Chromium age

Chromium age

The Chromium Age of American Comic Books was the period in comics beginning in the mid 1980s and lasting through the late 1990s. The hallmark of this era was the vast over printing of comics many of which had special variant covers. These variant covers typically had chromium, holofolio, holographic stickers, and other special printing materials.[1][2]

Some of the most well known storylines from this era are "The Death of Superman", "Fatal Attractions", "Phalanx Covenant", and "Age of Apocalypse".

History

From roughly 1985 through 1993, comic book speculation reached its highest peaks. This boom period began with the publication of titles such as Batman: The Dark Knight Returns and Watchmen and "summer crossover epics" Crisis on Infinite Earths and Secret Wars. After Watchmen and Dark Knight Returns made their mark, mainstream attention returned to the comic book industry in 1989 with the success of the Batman movie and again in 1993 with "The Death of Superman" storyline.

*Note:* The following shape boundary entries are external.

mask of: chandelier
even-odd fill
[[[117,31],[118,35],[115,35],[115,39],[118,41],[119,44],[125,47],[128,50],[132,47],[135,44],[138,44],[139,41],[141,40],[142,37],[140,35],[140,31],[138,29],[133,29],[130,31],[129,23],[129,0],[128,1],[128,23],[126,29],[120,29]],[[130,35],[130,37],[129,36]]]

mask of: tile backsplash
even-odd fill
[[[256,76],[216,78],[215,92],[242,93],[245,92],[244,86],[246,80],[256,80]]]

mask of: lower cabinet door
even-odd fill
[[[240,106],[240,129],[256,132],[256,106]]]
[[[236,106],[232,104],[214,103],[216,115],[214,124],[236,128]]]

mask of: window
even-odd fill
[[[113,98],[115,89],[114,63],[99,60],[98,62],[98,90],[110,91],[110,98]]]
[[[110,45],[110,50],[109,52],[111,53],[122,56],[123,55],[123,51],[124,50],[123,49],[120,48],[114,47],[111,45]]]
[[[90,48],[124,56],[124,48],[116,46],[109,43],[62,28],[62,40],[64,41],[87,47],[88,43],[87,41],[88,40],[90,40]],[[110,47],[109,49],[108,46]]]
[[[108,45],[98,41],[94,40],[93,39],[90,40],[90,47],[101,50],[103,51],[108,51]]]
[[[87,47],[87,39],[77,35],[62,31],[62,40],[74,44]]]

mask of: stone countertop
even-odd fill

Once aware of this niche market, the mainstream press focused on its potential for making money. Features appeared in newspapers, magazines and television shows detailing how rare, high-demand comics such as Action Comics #1 and The Incredible Hulk #181 (the first appearances of Superman and Wolverine, respectively) had sold for hundreds or even thousands of dollars.

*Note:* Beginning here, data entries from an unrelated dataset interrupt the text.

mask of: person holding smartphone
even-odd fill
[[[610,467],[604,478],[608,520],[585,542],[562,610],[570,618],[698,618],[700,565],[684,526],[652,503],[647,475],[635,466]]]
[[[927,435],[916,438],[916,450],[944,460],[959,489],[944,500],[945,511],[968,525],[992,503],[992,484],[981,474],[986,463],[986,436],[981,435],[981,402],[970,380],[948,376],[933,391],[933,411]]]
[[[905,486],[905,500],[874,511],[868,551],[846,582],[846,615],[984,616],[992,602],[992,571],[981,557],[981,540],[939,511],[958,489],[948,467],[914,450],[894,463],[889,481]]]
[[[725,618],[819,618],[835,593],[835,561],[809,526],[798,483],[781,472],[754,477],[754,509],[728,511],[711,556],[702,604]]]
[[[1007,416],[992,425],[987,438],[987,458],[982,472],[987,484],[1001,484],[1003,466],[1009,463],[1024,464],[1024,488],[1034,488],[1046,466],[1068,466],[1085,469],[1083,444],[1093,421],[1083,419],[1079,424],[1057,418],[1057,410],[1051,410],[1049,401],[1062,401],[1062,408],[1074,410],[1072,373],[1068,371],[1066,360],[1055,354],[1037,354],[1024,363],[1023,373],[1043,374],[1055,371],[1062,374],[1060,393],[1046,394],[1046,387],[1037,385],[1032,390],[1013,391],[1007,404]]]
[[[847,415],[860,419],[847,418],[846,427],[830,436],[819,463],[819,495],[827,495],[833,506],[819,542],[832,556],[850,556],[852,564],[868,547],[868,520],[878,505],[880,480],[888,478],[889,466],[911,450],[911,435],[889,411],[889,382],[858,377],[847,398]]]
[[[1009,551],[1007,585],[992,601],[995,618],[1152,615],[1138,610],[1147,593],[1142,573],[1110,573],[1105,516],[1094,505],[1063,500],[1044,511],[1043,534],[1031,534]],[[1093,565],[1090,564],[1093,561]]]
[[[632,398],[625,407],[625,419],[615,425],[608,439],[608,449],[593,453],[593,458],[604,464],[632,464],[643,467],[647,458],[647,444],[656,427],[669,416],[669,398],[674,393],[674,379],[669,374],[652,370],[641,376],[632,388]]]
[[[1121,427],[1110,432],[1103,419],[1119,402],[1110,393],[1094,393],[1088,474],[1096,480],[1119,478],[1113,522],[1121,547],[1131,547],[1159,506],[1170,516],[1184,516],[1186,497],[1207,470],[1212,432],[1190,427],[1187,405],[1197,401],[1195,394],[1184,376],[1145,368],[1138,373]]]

During this time, comic book publishers began to pander specifically to the collectors' market. Techniques used included variant covers, polybags, and gimmick covers. When a comic was polybagged, the collector had to choose between either reading the comic book or keeping it in pristine condition for potential financial gain, or doing both by buying two copies. Gimmicks included glow-in-the-dark, hologram-enhanced, or foil-embossed covers. Gimmicks were almost entirely cosmetic in nature, and almost never extended to improved content of the comics. However, many speculators would buy multiple copies of these issues, anticipating that demand would allow them to sell them for a substantial profit at some nebulous point in the future.

This period also saw a corresponding expansion in price guide publications, most notably Wizard, which helped fuel the speculator boom with monthly columns such as the "Wizard Top 10" (highlighting the "hottest" back-issues of the month), "Market Watch" (which not only reported back-issue market trends, but also predicted future price trends), and "Comic Watch" (highlighting key "undervalued" back-issues).

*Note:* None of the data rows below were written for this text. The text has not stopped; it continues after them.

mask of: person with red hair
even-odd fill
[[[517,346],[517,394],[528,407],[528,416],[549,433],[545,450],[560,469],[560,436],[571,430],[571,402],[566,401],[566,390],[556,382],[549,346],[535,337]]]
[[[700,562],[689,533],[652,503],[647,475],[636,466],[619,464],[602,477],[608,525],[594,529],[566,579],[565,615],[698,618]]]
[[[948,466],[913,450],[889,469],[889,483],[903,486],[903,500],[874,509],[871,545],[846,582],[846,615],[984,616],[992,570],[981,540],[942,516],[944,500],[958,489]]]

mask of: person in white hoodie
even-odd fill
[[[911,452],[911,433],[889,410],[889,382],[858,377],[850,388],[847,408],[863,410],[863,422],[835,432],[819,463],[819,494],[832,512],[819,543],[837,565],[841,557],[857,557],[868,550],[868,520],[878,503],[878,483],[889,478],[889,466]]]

Ironically, the speculators who made a profit or at least broke even on their comic book "investments" did so only by selling to other speculators. In truth, very few of the comics produced in the early 90's have retained their value in the current market; with hundreds of thousands (or, in several prominent cases, over ten million) copies produced of certain issues, the value of these comics has all but disappeared. "Hot" comics such as X-Men #1 and Youngblood #1 can today be found selling for under a dollar apiece.

Veteran comic book fans pointed out an important fact about the high value of classic comic books that was largely overlooked by the speculators: original comic books of the Golden Age of Comic Books were genuinely rare. Most of the original comic books had not survived to the present era, having been thrown out in the trash or discarded as worthless children's waste (just as baseball cards typically were at that time) by parents. Stories of uncaring parents throwing out their kids' comic book collections are well known to the Baby Boom generation or recycled along with other periodicals in the paper drives of World War II. As a result, a comic book of interest to fans or collectors from the 1940s through the 1960s, such as an original issue of Superman, Captain America, Challengers of the Unknown, or The Vault of Horror, was often extremely difficult to find and thus highly prized by collectors, in a manner similar to coin collectors seeking copies of the 1955 doubled-die cent. In many ways, with an enormous supply of high-grade copies, the "hot" comics of the speculator boom were the complete opposite.

The end of the Chromium Age is circa 1996. Two events that mark the end of the Chromium age are Marvel's bankruptcy and the publishing of the storyline Kingdom Come.[3][4][5]